See the task documentation for the full sidecar workflow, and examples/tasks/sidecar-artifacts for a working example.
How collection works
Artifact collection runs after the agent finishes. It is best-effort -- failures to collect an artifact will never cause the trial to fail (the failure is recorded in the manifest instead).
The collection process:
- Main collect hooks:
[[verifier.collect]]entries targetingmainrun while the agent container is still up. - Main artifacts: The convention directory and main-targeted config paths are collected.
- Main stop (separate verifier mode only): the main service is stopped so agent processes cannot interfere with sidecar evidence.
- Sidecar collect hooks:
[[verifier.collect]]entries targeting sidecars run. - Sidecar artifacts: Sidecar-targeted paths are pulled from each service's filesystem.
- Manifest: A
manifest.jsonfile is written to the artifacts directory listing what was collected, from which service, and whether collection succeeded.
Output structure
After collection, the trial directory contains:
<trial_dir>/
├── artifacts/ # One flat base dir shared by all services
│ ├── manifest.json # Collection manifest
│ ├── logs/artifacts/ # The convention directory (from main)
│ │ └── output.txt
│ ├── app/hello.txt # Config-driven artifact (source-mirrored)
│ ├── var/log/api/requests.log # Sidecar artifact (from the `api` service)
│ └── workspace/hello.txt # Config-driven artifact with a destination
├── agent/
├── verifier/
├── config.json
└── result.jsonAll services' artifacts share this one base dir, keyed only by their source
path. If two services export the same path they collide on the host; collection
keeps the first claimant and logs a warning (it never overwrites), recording the
skipped entry with status: "skipped" in the manifest.

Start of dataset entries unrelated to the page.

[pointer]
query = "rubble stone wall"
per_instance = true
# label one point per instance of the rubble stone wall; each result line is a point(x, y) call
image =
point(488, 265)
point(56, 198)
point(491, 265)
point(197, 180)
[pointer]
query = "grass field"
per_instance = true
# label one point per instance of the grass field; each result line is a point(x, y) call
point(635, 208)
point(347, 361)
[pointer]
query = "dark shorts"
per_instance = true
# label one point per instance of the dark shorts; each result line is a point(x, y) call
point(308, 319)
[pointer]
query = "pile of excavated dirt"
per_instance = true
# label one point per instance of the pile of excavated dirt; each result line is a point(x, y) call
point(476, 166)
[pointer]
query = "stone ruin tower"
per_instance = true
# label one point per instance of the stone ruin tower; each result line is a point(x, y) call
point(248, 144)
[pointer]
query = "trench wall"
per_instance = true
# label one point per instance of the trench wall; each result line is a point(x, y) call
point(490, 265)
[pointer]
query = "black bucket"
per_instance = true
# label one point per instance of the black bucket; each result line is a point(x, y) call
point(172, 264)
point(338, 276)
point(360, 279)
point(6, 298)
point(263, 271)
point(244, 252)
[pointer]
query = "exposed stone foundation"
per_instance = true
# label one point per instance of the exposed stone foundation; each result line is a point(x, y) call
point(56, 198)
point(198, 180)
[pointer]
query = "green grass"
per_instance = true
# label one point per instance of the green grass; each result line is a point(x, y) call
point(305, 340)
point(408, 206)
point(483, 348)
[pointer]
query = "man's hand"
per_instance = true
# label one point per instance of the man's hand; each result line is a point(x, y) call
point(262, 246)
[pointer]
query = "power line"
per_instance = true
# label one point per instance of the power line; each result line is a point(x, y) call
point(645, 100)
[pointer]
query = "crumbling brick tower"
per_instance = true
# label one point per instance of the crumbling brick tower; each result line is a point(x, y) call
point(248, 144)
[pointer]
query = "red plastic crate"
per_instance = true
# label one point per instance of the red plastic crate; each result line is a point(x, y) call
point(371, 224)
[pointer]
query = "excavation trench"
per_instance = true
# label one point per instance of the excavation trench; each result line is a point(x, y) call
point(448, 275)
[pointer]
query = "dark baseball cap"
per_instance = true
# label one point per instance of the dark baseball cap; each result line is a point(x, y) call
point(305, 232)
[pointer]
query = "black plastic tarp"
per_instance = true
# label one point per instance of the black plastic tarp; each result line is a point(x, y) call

The manifest tracks each artifact's source, destination, originating service, type (file or directory), and whether collection succeeded:
[
{
"source": "/logs/artifacts",
"destination": "artifacts/logs/artifacts",
"type": "directory",
"status": "ok",
"service": null
},
{
"source": "/var/log/api/requests.log",
"destination": "artifacts/var/log/api/requests.log",
"type": "file",
"status": "ok",
"service": "api"
}
]Viewing artifacts
Artifacts are viewable in the Harbor results viewer. Run harbor view and navigate to a trial to see collected artifacts under the Artifacts tab.
Environment support
Artifact collection works across all environment types. Sidecar artifacts and collect hooks additionally require a Docker Compose-capable provider:
| Environment | Convention directory | Config-driven paths | Sidecar artifacts & collect hooks |
|---|---|---|---|
| Docker | Volume-mounted (no download needed) | Downloaded after trial | Supported |
| Daytona | Downloaded after trial | Downloaded after trial | Supported (compose tasks) |
| Modal | Downloaded after trial | Downloaded after trial | Supported (compose tasks) |
| E2B | Downloaded after trial | Downloaded after trial | Not supported (no compose) |
| Tensorlake | Downloaded after trial | Downloaded after trial | Not supported (no compose) |
Tasks that declare sidecar artifacts or collect hooks on a provider without compose support fail at trial start with a clear error.